To my knowledge, our President has not called anyone racist names nor singled out anyone based on the color of their skin. He’s done plenty for the black, Hispanic, and Asian communities, in my opinion, and has operated global businesses for years employing people of all races. He’s also donated to various charities supporting women and minorities over many years. He has appointed many women and minorities to key staff positions in the White House and on his Cabinet. If a politician happens to be black, brown, or purple and that person is criticized for what they’ve done or haven’t done for a ruined city, state, or district, especially when the statistics support the criticism, I see that as simply calling attention to a major problem and expecting the politicians responsible to clean up their own area before criticizing others. 

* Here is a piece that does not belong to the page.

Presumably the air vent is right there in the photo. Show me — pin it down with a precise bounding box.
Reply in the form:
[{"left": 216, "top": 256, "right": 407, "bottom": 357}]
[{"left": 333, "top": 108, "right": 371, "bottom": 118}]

If our President wants stronger immigration enforcement and a border wall to prevent people from coming here illegally, I see that as simply supporting our sovereignty, our Constitution, and our laws, which he is bound to do by his oath of office and being Commander-in-Chief. I don’t believe it matters to him what color the people are who are coming here illegally. As far as I can see, it only matters that they’re doing so, evading authorities and our judicial system and putting our country at risk of increased crime rates, disease, and terrorism. 

Being a multi-billionaire businessman with a lot more successes than failures, he does run our country like a business, in my opinion, and he’s doing a very good job at it. Our economy, jobs, and unemployment rates are some of the best that they’ve been in decades and our stock market is especially high. Businesses and shareholders (citizens) look at results, and workers, investors, and retirees are better off because of them. I think most would rather have a President who takes action and does what he says he will do rather than just another politician who continues to not answer direct questions, is overly diplomatic, and afraid to ruffle any feathers and says one thing but continues to do the opposite with few results to show for it. 

In my opinion, the opposition is using the race card to try to pull out when they can’t argue with a good economy. It seems it’s easier for some to call someone a racist in an attempt to shut any further arguments down rather than attempting to argue against facts and logic. President Trump has done more to improve the economic position of all Americans, including minorities, than any other President in decades, in my opinion.